What's the difference between capacity and bandwidth for inference?
| Metric | What It Does | Impact |
|---|---|---|
| Capacity | Determines max model size | If model requires 90GB, it won't fit on 80GB H100 |
| Bandwidth | Determines inference speed | LLM inference is memory-bound—higher bandwidth = more tokens/sec |
Example: For a 70B model, H100's 3.35 TB/s yields ~70 tokens/sec; H200's 4.8 TB/s yields ~100 tokens/sec.
Can I use model parallelism to work around memory limits?
Yes, but with trade-offs:
| Technique | Pros | Cons |
|---|---|---|
| Tensor Parallelism | Splits layers across GPUs | Adds communication overhead (NVLink essential) |
| Pipeline Parallelism | Different layers on different GPUs | Adds latency, reduces throughput per GPU |
| ZeRO/FSDP | Shards optimizer states and parameters | Works for training, complex for inference |
Recommendation: Single-GPU inference is always simpler.

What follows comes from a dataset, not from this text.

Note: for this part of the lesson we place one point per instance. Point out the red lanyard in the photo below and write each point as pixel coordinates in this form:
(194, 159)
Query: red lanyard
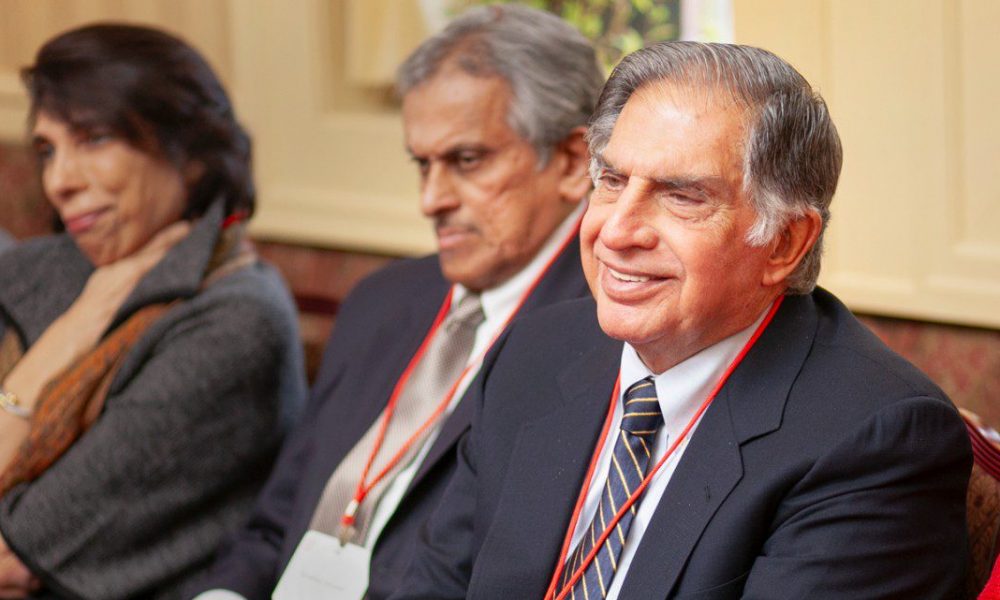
(365, 486)
(551, 592)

If your model fits on one H200, that's preferable to two H100s with tensor parallelism.
Key Takeaways
| Takeaway | Why It Matters |
|---|---|
| Match memory to model size | Don't overspend on H200 if your models fit comfortably on H100 |
| Bandwidth matters for inference | Memory-bound operations scale directly with bandwidth |
| Plan for KV cache | Long-context applications can consume 50%+ of GPU memory for KV cache alone |
| Consider total cost | Two H100s may cost more than one H200 while providing similar effective capacity |
Conclusion
Understanding GPU memory architecture isn't just academic—it directly impacts your infrastructure decisions and costs. The right GPU for your workload balances capacity, bandwidth, and budget.